時間も時間だし、稜線上は風が吹いており寒い。無理やりビールを飲み、休憩もそこそこに滑り始めることにする。稜線からの滑り出しはやや急だが、一段降りると快適斜面となる。硬い下地の上にザラメが乗っているような感じで、抵抗がなくてとても滑りやすい。ザラメとしては今シーズン最高のコンディション!止まるのがもったいないので、どんどん滑ってあっという間に高度が下がっていく。少し前に滑り始めた神奈川(だったっけ?)からの夫婦(?)に追いついた。
杓子平を過ぎて沢形に入ると雪が緩んできて、ベストコンディションではなくなってくるが、それでも気持ちのよい滑降は続く。大滝上でいったん板をはず。大滝を上から見ながらルンゼ状の斜面を下る。さすがにここまでくると雪渓滑りのようになる。両岸が切り立っているので落石もたくさん。常にカシャンカシャンと石を踏む音を立てながらの滑り。でも、小石はたくさん落ちているものの、大きな石はほとんど落ちていなかった。あと、デブリも厄介なものはほとんどない。大きな支流が出合うところにデブリはあったが、割と平にならされており、滑るのに苦労はなかった。概ね気持ちよく滑れる雪で雪渓の末端まで降りることができた。雪渓末端から6時間かけて登ったところを、わずか50分で下ってしまった。標高差もあるし、雪もよかったので、大満足の滑りであった。

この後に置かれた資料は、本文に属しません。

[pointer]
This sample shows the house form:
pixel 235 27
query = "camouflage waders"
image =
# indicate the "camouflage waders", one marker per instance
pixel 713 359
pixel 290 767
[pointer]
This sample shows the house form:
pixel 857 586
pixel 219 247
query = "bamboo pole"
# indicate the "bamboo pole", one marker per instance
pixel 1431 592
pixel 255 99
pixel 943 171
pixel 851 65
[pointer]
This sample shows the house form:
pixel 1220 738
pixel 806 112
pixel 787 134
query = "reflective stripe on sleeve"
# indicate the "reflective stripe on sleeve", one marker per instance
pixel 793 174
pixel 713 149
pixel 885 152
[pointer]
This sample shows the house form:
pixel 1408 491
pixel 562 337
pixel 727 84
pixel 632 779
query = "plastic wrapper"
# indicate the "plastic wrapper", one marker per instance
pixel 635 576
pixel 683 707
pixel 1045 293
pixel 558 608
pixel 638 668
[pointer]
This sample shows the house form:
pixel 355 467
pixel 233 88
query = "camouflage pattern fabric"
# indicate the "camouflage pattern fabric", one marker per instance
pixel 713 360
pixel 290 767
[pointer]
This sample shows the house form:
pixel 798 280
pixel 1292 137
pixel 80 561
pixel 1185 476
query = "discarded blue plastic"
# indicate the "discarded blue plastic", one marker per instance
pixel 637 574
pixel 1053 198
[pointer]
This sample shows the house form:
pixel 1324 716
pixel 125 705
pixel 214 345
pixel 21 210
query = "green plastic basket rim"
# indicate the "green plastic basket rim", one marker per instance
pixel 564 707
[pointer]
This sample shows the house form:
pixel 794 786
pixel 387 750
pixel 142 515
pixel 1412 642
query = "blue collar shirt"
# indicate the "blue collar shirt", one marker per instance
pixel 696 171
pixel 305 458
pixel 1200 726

問題はまたへつり。下りベースなので厄介だ。ボクがまずゴーロまで行って、荷物を置いてまた雪渓に戻る。そしてT世さんの荷物を持ち、T世さんは空身でへつる。まあ、なんとかジャブジャブ渡渉する最悪の事態だけは逃れることができた。あとは長いゴーロ、堰堤の工事道、林道を歩いて新穂高に戻るのだが、板をはずしてからこの間で今日の疲れが一気に出た。長い行程だったが、充実した山スキーを楽しむことができた。穴毛谷はまた来てみたいエリアだ。行程が長いのがネックだが、今度は笠ヶ岳からの滑降でも計画してみたいところだ。そうそう、帰りの新穂高で偶然MBに乗ったN田君に遭遇。日帰り飛騨沢をやってきたらしい。